Friday, February 29, 2008

ObjectDock Review

I found a new program the other day and so far it's earned my seal of approval. It's called ObjectDock, by Statdock. You know that bar of icons on the bottom screen of every Mac? Well, this is the PC version. I found it for free at Stardock.com where they offer all sorts of free (and paid for) packages. I've tried some of their other programs, but this one seems to actually be helpful. One of the features I like is the ability to add docklets, or buttons that do a little more than just act as a shortcut. I went to wincustomize.com and found all sorts to choose from. One docklet displays icons from my system tray so I can completely hide my task bar and gain that space back. Another one I like I found at aqua-soft.org which will put folder contents into a stack for easy viewing. There are many more, like a battery monitor, to choose from.

I really like this program because it gives me back my desktop. I don't have to share it with task bar, or deal with the task bar popping out any time something happens. You know what? This is enough reading. Go ahead and download it and try it for a week. Trust me, I think you'll like it and if you have any questions feel free to send them my way.

Thursday, February 28, 2008

Web Crawler Research

I've recently been doing a lot of research on making a web crawler and it's fairly interesting. Basically, a web crawler is a program that makes a map of the web. You start out with a url, say JamesFurlo.com, and then this application scans the page for all of the links. It creates a list of those links for later processing. Then, the application reads the current page. It can look at everything (pictures, layout, meta tags, etc.) or it could just look at a couple things, like just the text. It then takes that information and stores it - probably on a server.

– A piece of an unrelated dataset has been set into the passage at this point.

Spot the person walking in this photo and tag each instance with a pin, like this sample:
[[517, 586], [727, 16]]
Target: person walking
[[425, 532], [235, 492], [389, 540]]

Once it's done everything you want it to do on that page it goes to the first link on the list recently created, say JamesFurlo.com/eFlash, and starts all over. First, creating a list of new links (pages) and then taking an inventory (also called indexing) of the items on the page.

It's a fairly simple process, but can get kind of hairy fast. I mean, just think of all the links on Yahoo! or Digg. The list of pages to visit can get long very fast. As a matter of fact, most web crawlers are estimated to only cover up to 16% of the web at one time. The problem is that the application simply can't run fast enough to view everything out there because pages are being added and changed way too fast.

Isn't that crazy! I've found that to build a web crawler is pretty straight forward, but to make one that works efficiently is more of a challenge. The big challenge I'm facing right now is deciding what language to use. You see, web crawlers are so flexible they can be written in PHP, Perl, Python, Java or even C++. What's the best choice? Good question.

I guess the trick is to pick a language I'm kind of comfortable with and start there. I should probably just try and make one with the understanding that it won't be optimized, but at least I've got something to improve on.

We'll see if it works out. My personal goal is to have something working by the end of next week. Wish me luck.